Sesungguhnya agama (yang diridai) di sisi Allah ialah Islam. Orang-orang yang telah diberi kitab tidak berselisih, kecuali setelah datang pengetahuan kepada mereka karena kedengkian di antara mereka. Siapa yang kufur terhadap ayatayat Allah, sesungguhnya Allah sangat cepat perhitungan(-Nya)
Prof. Quraish Shihab :
Sesungguhnya agama (yang disyariatkan) di sisi Allah adalah Islam. Tidak berselisih orang-orang yang telah diberi al-Kitab kecuali sesudah datang pengetahuan kepada mereka karena kedengkian di antara mereka. Barang siapa kafir terhadap ayat-ayat Allah maka sesungguhnya Allah sangat cepat hisab-Nya.
Prof. HAMKA :
Sesungguhnya, yang agama di sisi Allah ialah Islam. Akan tetapi, tidaklah berselisih orang-orang yang diberi Kitab itu melainkan sesudah didatangkan kepada mereka ilmu, lantaran pelanggaran batas di antara mereka. Dan, barangsiapa yang kufur terhadap ayat-ayat Allah maka sesungguhnya Allah adalah amat cepat perhitungan-Nya.

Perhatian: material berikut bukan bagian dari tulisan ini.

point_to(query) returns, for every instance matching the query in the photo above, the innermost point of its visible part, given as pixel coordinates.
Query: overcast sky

Lafazh ad-diin (الدِّينَ) biasanya diterjemahkan menjadi agama, namun ternyata selain ad-din, yang biasa juga diterjemahkan menjadi agama adalah millah (مِلَّة), sebagaimana yang tertuang di ayat berikut :
Millah adalah nama untuk apa yang Allah syariatkan bagi hamba-Nya yang tertuang dalam kitab-kitab-Nya dan lewat lisan para utusan-Nya.
Dalam hal ini Al-Quran memposisikan istilah millah itu setara dengan istilah syariah. Sedangkan istilah “din” menurutnya adalah apa yang dikerjakan oleh hamba atas apa yang Allah SWT perintahkan.
وَالدِّينُ مَا فَعَلَهُ الْعِبَادُ عَنْ أَمْرِهِ
Din adalah apa-apa yang dilaksanakan oleh para hamba atas apa yang Allah SWT perintahkan.
Lafazh ‘indallah (عِنْدَ اللَّهِ) maknanya adalah di sisi Allah. Sedangkan lafazh al-islam (الْإِسْلَامُ) secara bahasa punya banyak makna, di antaranya berserah diri, tunduk dan patuh, sebagaimana firman Allah SWT dalam ayat berikut :
Ketika Tuhannya berfirman kepadanya: "Tunduk patuhlah!" Ibrahim menjawab: "Aku tunduk patuh kepada Tuhan semesta alam". (QS. Al-Baqarah : 131)
Namun yang dimaksud dengan kata al-islam di ayat ini adalah nama sebuah agama yang dibawa oleh Nabi Muhammad SAW. Pemeluknya disebut dengan muslimin, sebagaimana firman Allah SWT :
Dia (Allah) telah menamai kamu sekalian orang-orang muslim dari dahulu, dan (begitu pula) dalam (Al Quran) ini. (QS. Al-Hajj : 78)
Kalau agama yang dibawa oleh Nabi Muhammad SAW itu disebut Islam, lantas agama yang dibawa oleh para nabi dan rasul sebelumnya itu apa namanya?
Pertanyaan ini menarik untuk didiskusikan dengan hati-hati, sebab kalau tidak, maka akan terjadi kerancuan bahkan kebingungan. Sebenarnya secara prinsipnya semua nabi dan rasul itu membawa agama Islam juga, sebagai agama yang dibawa oleh Nabi Muhammad SAW.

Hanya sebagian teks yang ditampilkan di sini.